The pending legislation, Senate Bills 271 and 278, under the guise of updating franchise laws for auto dealers, present a clear and present danger to Delaware and its consumers. While purportedly aimed at safeguarding traditional dealerships amidst technological transitions, these bills introduce unprecedented legal privileges to the Delaware Automobile and Truck Dealers Association. If passed, they would grant the association unchecked power to litigate against perceived threats without the burden of proof, setting a perilous precedent with far-reaching implications.
At the heart of the issue lies the concept of standing, a fundamental legal principle requiring parties to demonstrate a direct connection and harm from the law or action challenged. SB 271 and 278 seek to bestow automatic standing upon the dealers' association, regardless of substantiated harm. This extraordinary privilege not only disrupts established legal norms but also empowers the association to litigate against diverse entities, extending beyond the realm of auto sales into broader policy and regulatory matters.
Of immediate concern is the potential unraveling of Delaware's commitment to environmental progress, exemplified by the Advanced Clean Car II (ACCII) standards adopted by the Department of Natural Resources and Environmental Control (DNREC). ACCII, designed to mitigate greenhouse gas emissions and promote the adoption of electric vehicles (EVs), faces imminent threat under these bills. By granting the association standing to challenge ACCII, SB 271 and 278 imperil Delaware's efforts to combat air pollution and provide consumers with access to cleaner transportation options.
Moreover, the legislation undermines the competitive landscape by stifling innovation and consumer choice. By effectively barring EV-focused manufacturers like Tesla, Rivian, and Polestar from entering the Delaware market, SB 278 deprives consumers of diverse vehicle options and essential infrastructure for cleaner transportation. This monopolistic protectionism not only harms consumers but also obstructs the state's economic growth and environmental sustainability goals.

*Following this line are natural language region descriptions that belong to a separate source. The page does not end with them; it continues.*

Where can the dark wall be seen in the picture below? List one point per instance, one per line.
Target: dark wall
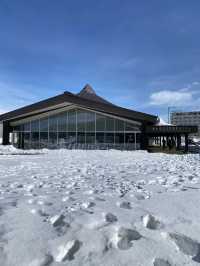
(6, 130)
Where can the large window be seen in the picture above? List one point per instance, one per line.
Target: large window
(44, 125)
(72, 121)
(76, 126)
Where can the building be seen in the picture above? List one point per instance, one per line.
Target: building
(82, 121)
(186, 119)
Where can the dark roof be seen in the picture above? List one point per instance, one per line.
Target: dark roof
(86, 102)
(89, 93)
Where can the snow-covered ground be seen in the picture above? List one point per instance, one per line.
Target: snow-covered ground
(72, 207)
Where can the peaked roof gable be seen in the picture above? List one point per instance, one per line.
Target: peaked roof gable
(89, 93)
(71, 98)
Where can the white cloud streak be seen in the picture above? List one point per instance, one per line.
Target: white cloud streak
(167, 97)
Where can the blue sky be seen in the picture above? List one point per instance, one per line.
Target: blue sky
(143, 55)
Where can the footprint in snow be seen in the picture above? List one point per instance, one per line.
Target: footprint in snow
(109, 217)
(124, 205)
(67, 251)
(126, 237)
(161, 262)
(150, 222)
(186, 245)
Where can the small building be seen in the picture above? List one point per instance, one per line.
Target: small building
(186, 119)
(83, 121)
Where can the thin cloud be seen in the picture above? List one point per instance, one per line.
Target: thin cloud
(168, 97)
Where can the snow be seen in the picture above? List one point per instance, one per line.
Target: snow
(162, 122)
(73, 207)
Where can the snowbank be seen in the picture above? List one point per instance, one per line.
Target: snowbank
(72, 207)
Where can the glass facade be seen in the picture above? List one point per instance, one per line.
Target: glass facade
(77, 129)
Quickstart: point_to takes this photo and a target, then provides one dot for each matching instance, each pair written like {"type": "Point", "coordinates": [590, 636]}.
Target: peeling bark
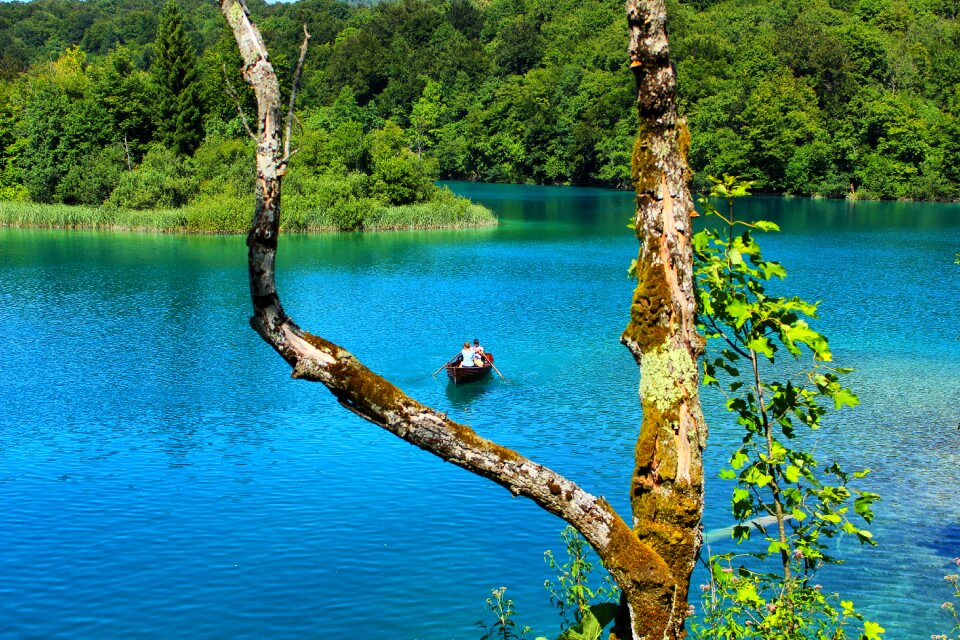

Beyond the auto industry, the ramifications of SB 271 and 278 extend to the broader legal landscape, enabling dark-money interests to manipulate the judicial system for their agenda. By elevating private entities to the level of state agencies in legal proceedings, the bills jeopardize the integrity of Delaware's governance and democratic principles.
In conclusion, the passage of SB 271 and 278 poses an imminent threat to Delaware's consumers, environmental progress, and democratic values. By granting unprecedented legal powers to special interests, these bills endanger the state's future prosperity and integrity. Therefore, it is imperative for legislators to oppose SB 271 and 278 to protect the interests of Delaware and its citizens.